There is a movement afoot to make it illegal to require that a victim of sexual harassment sign an agreement requiring her or him to not tell anyone.
But first, some activists have argued that men charged with sexual harassment but who reached agreements with their accusers to not disclose in exchange for money should voluntarily release them from these agreements so they can be named and publicly shamed.
These activists virtually never admit or concede or even acknowledge that since the women/victims were paid a “settlement” in exchange for this agreement, that they should then return the money. No, they should be allowed to accept a large settlement in exchange for their silence and then turn around and break the agreement for which they were paid, with impunity.
By accepting these agreements– and the money, of course– one might conclude that these women actually facilitated the abuse of other women who might otherwise have been informed about the transgressive behavior of this particular male. But nobody wants to admit that, so let’s move on. That would make women complicit. That would undermine the narrative that it is always men who abuse.
It might also lead to distasteful thoughts about victims who might be after money and who might be willing blur a few distinctions in order to get it. The CBC allowed three women panelists to insist that there is never any “collateral damage”, in other words, men who might be innocent of allegations made by a woman. There are no “false allegations”. This is easily debunked, but the CBC did not present any counter arguments. In fact, it is ridiculously easily debunked.
So now it is proposed that such agreements should never be made. I wonder if these activists, including several members of Congress, realize the implications of this change.
In a typical case of sexual harassment– though none are really “typical”– a woman is the victim of inappropriate and harassing behaviours by a male employee, coworker, customer, or supervisor. Perhaps she complains to a supervisor or an HR staff member about the behavior. A meeting may be arranged. The man is confronted with the woman’s account of the incident.
Here’s the crux. The goal of the HR department and the company will be to keep the name of the company from being dragged through the mud, which is typically why they offer money to the woman to go away and keep silent. In these situations, the perpetrator may be convinced to confess and apologize and acknowledge wrong-doing. But under the new regime– no “non-disclosure” agreement– the man and the company that employs him have very little incentive to offer a settlement to the woman. She can go public anyway.
She cannot be asked to sign an agreement that, in exchange for the money, she will not go public. The perpetrator has no incentive to apologize. The HR Department has no incentive to pay. They may take their chances in court instead.
It is possible that some companies will acknowledge fault and offer the woman money anyway, trusting that disclosure of the fact that they offered her compensation will be enough to salvage the company’s reputation. The alleged abuser may also acknowledge fault and offer to “make it right”.
Or given that there is no possibility of confidentiality, will the alleged abuser choose instead to deny, deny, deny, like Donald Trump and Roy Moore? And accuse the woman of lying? And, probably, put a lot of effort into attempting to discredit the accusations? In a situation in which, otherwise, the woman might have been offered an apology and a lot of money in exchange for her silence?

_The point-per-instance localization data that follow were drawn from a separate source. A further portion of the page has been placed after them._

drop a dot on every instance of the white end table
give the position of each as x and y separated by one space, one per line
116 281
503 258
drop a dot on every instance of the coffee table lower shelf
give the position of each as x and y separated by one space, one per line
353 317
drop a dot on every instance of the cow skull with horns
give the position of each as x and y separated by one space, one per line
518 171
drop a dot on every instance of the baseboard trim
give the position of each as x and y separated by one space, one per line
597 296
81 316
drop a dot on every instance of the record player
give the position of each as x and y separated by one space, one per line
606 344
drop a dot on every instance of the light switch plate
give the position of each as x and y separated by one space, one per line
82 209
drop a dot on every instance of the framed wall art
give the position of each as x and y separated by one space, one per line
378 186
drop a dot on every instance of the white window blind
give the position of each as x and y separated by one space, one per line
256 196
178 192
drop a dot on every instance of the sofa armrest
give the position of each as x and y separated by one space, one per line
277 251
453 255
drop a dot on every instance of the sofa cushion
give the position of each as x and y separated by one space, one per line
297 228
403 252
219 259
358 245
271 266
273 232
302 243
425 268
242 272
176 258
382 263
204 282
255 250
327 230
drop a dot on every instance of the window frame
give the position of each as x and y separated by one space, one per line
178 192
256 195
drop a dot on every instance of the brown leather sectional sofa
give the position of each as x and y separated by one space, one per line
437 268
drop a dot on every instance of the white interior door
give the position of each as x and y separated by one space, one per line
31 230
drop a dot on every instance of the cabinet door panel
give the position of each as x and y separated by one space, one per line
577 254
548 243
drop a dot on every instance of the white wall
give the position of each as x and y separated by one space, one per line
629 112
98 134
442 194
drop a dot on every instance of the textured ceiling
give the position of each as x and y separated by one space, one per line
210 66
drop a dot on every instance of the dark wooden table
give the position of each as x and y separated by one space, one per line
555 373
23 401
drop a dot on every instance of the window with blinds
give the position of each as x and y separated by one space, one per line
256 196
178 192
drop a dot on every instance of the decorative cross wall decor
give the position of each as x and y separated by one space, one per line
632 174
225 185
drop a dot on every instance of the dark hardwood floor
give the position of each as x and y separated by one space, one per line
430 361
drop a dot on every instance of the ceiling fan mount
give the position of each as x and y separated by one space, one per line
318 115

Would most women prefer this option? Might they find the prospect of a determined fight distasteful and prefer to just keep quiet about it. Might they not begin to conclude that it’s not worth the hassle?
The women activists pushing this option might well be convinced that things have changed so much that accusations will always be believed and companies always penalized and the money forthcoming always, easily, and generously.
They can sue instead. But you can’t sue without the accused having the right to defend himself. That means he (his lawyers, that is) can cross-examine. That means you might have to testify. Many feminist lawyers despise cross-examination in these cases because they seem to believe that the woman should be automatically be assumed to be telling the truth, they way they were all telling the truth about Jian Ghomeshi. Until cross-examination. Until the e-mail messages were revealed. Until it was shown that they lied.